As a minor fix, I have added the forgex_
prefix
to the names of all internal modules. This prevents module name
collisions when introducing Forgex into a new project. The API
module name forgex
and the APIs of
.in.
and .match.
operators, and
regex
function will remain unchanged.
Thank you.
To Do
Here are some of the things I am considering for the future of this project:
- improving documentation of the internal implementation for developers (top priority),
- optimizing with a literal search method,
- supporting escape sequences for Unicode,
- Parallelizing matching.
Memo
The following are just my own thoughts and notes, so I cannot guarantee their accuracy.
Documentation
I am trying to decide where to place and how to build the documentation for my Fortran project. Should I put it in the main repository or create a separate repository for the documentation? Should I use FORD or Sphinx? FORD is very easy to use as it automatically generates the reference documentation, but I am considering Sphinx because of the wide selection of visual themes and good typesetting.
Regex Literals Optimization
The regex literals optimization is a method which avoids executing the regex engine on parts of the input character string that cannot possibly match the regex pattern (cf. [5]). I need to think in advance about which part of the engine this feature should be implemented in. Since I want to avoid changing the syntax tree construction as much as possible, would it be better to implement this naively in a relatively shallow layer, in a module close to the users and API?
Parallelization
The thread parallelization of regex engines can be
discussed in two parts: DFA construction and matching.
Parallelizing DFA construction will undoubtedly be difficult.
Care must be taken to avoid race conditions. On the other hand,
parallelizing matching is more realistic, and is possible if I
prepare as many pointer variables as there are threads, with
the upper limit being the number of starting points for
matching.

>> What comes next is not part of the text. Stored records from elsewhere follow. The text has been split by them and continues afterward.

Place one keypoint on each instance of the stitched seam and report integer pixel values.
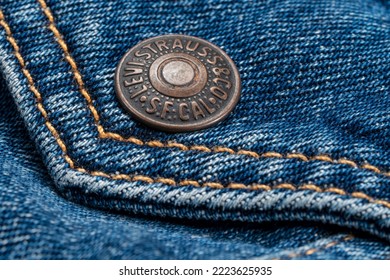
(320, 248)
(147, 179)
(158, 144)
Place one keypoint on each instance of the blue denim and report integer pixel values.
(300, 169)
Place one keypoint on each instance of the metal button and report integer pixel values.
(177, 83)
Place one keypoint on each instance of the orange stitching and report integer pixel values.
(159, 144)
(147, 179)
(326, 246)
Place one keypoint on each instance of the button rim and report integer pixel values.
(177, 128)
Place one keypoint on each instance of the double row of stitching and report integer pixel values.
(158, 144)
(146, 179)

In other words, the .in.
operator and
the regex
function can be parallelized, but the
.match.
operator cannot.
The above discussion pertains to static DFA construction. However, in Lazy DFA, it will be necessary to balance both of these, that is, to avoid race conditions during matching and execute DFA construction in parallel. At this point, I don’t know whether this is possible or not, so I need to learn by reading computer science papers and studying other implementations of regex engines.
Nonetheless, even if I were to implement it to this extent, it is unclear whether I could expect any significant from parallelization.
Miscellaneous
- I would like to implement escape sequences for Unicode, adopting a notation that is widely used in other engines. But which one should I use?
- I would like to have more effective testing methods and a sufficient number of test cases.]